20.
L'AVANT-MONDE ET L’ARRIÈRE-MONDE, cela d'où l'on
vient, et cela vers où l'on va... La mémoire amplificatrice et dansante, la
belle infidèle aux apparences minutieuses, est sœur, de même race et de
même
essence que la prévision nourrie d'avance d'images et d'émotions... Et il faut
s'examiner beaucoup, se forcer même un peu à trouver du nouveau personnel, de
l'imprévu, et ce choc incomparable du Divers, là où des gens qui ont écrit et
parlé la même langue, ont déjà passé en abondance. La limace laisse sa traîne et
le goût de sa bave... Autre chose est de
marcher en terrain neuf où
personne de sa race et parfois personne d'aucune autre race, n'est passé. Enfin,
autre chose est de marcher le nez au vent, soucieux de la pluie, en paysan, ou
des fleurs, en botaniste ou en poète, ou des femmes, de plus en plus faisandées,
en chasseur de venaisons étranges, — et de tenir en main la boussole
éclimétrique, fixant à la fois l'angle de route et la hauteur, — le
télémètre,
qui donne rapidement, d'un tour de doigt, la distance, — l'hypsomètre,
qui est
le moins capricieux, le plus naturel des mesureurs de montagne puisqu'il est
fait d'eau bouillante et de mercure bien calibré.

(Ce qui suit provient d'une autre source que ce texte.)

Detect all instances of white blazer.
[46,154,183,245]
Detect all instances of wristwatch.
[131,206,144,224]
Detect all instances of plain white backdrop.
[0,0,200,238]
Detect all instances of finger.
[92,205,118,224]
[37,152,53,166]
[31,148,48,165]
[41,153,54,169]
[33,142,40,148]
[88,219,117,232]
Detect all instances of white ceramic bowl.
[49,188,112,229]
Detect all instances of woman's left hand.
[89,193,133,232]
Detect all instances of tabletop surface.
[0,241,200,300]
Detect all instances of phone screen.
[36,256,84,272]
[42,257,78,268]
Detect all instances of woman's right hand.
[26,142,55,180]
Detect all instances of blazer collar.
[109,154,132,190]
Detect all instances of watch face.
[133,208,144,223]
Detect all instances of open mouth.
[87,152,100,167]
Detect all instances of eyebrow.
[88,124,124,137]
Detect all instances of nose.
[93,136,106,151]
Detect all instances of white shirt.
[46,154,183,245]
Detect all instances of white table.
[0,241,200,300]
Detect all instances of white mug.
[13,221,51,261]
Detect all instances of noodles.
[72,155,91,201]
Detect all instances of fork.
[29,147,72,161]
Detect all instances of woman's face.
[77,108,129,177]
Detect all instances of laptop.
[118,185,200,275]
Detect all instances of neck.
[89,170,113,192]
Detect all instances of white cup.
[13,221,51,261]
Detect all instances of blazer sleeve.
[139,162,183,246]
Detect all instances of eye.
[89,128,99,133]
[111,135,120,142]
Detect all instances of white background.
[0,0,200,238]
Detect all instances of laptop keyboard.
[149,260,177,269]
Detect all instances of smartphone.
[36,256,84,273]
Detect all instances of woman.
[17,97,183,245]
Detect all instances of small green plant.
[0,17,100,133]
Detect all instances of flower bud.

Alors tout change. Les apparences se résolvent en
deux catégories, aussi antinomiques que les douze Kantiennes... et le terrain se
partage en deux antipodes : ce qui est fait. Ce qui vient.
On va, non de l'acquis à l'irréel, mais il semble
que chacun ici, suivant le degré qu'il a de joie à regarder soit en arrière,
bien assis, bien connu, soit en avant, peut mesurer son initiation au réel, ou
ses préférences pour l'imaginaire.
Ce qui est fait est encore pis que connu : mesuré.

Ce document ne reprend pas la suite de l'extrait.